Disposable credit card numbers

Writing in a recent issue of the Inderscience publication International Journal of Electronic Security and Digital Forensics Mohammed Assora, James Kadirire and Ayoub Shirvani explain how a disposable credit card number would protect consumers from fraud when shopping online.

Today, e-commerce transactions are performed by sending the customer's credit card details over the Internet between a web browser and the e-commerce site. Despite rudimentary security, there are many points at which the process can be compromised by a fraudster.

The most insecure aspect of the whole process, explains Shirvani and colleagues, is the client authentication step because most e-commerce sites usually only require the customer's credit card details to validate the sale. There is no certification on the customer's side of the bargain. This means that anyone who steals your credit card information could use it to buy goods and services online fraudulently.

Customer certification is not the only problem, the researchers say. Once you have entered your credit card details into a shopping or other e-commerce site, these are usually stored unencrypted in the merchant’s database, which means they could be retrieved by anyone with access to that database, whether or not that is an unscrupulous employee or someone breaking in to the database from outside.

The researchers point out that more than a decade has passed since computer security experts instigated the Secure Electronic Transaction

(SET) protocol to try to solve this problem by sending the client's credit card details encrypted. However, the system was very complicated and has not been adopted by e-commerce sites.

Instead, Shirvani and colleagues put forward the idea of a disposable credit card number (DCCN) that could overcome the vast majority of security threats. They describe how DCCNs could be generated “off-line” using a pre-shared secret key between the issuer and the customer and used only once to make an electronic purchase.

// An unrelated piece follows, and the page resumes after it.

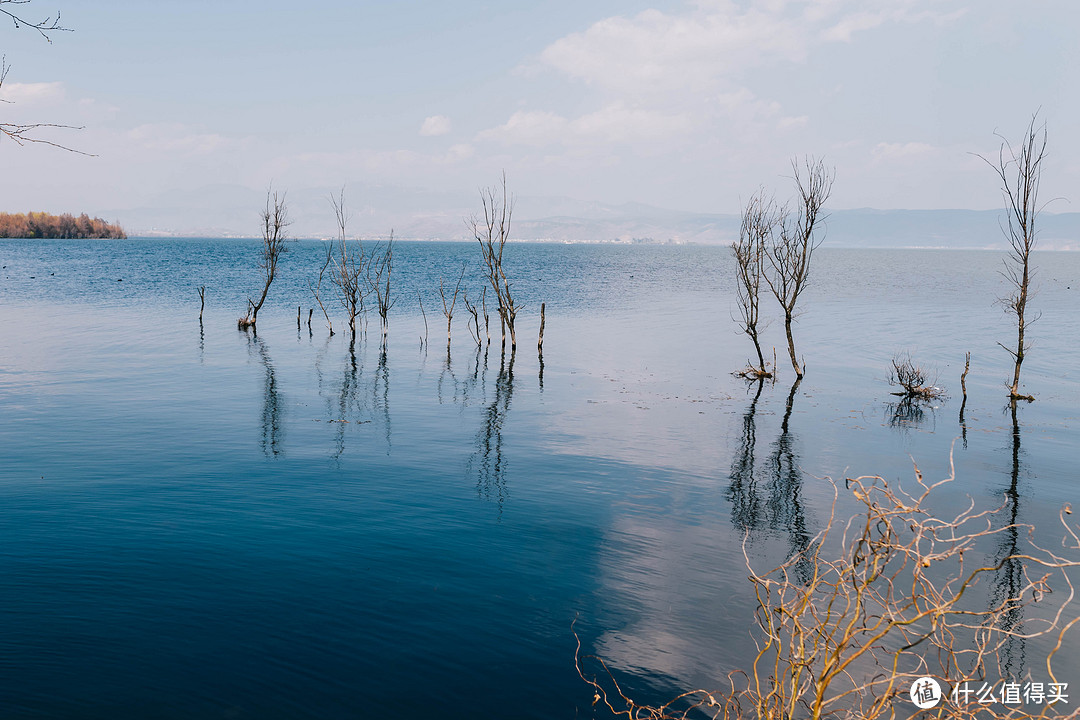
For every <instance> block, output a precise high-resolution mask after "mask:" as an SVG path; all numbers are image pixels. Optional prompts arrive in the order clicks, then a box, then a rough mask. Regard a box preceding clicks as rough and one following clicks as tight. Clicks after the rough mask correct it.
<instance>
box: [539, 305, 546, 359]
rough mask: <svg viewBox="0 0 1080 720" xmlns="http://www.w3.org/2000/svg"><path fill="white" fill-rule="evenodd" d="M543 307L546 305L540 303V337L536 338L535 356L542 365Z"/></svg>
mask: <svg viewBox="0 0 1080 720" xmlns="http://www.w3.org/2000/svg"><path fill="white" fill-rule="evenodd" d="M544 305H546V303H545V302H541V303H540V335H539V336H537V354H538V355H540V362H541V363H543V327H544V324H545V322H546V321H545V318H544V312H543V311H544Z"/></svg>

The concept is related to the credit voucher and gift certificate systems used by some e-commerce sites but the off-line system means no credit card details need pass across the Internet to create the voucher code. The off-line approach would also side-step any potential security and implementation issues that might be associated with online DCCNs such as Private Payment and SecureClick.

In off-line generation of DCCNs, the customer registers his/her credit card with the card issuer and receives an associated secret key. The customer will then use this secret key in conjunction with a simple calculation device such as a smart card, PDA or mobile phone to generate an encrypted code – known as a hash – that is based on the price of the goods he/she intends to purchase and other details pertinent to the e-commerce site.

The resulting hash is adapted to form the DCCN, and then sent over the Internet instead of the actual credit card details. The shopping site validates the DCCN as any normal credit card without ever seeing or having to store their real credit card details. As a result, the client can shop with no need to worry about confidential data being compromised, the researchers conclude.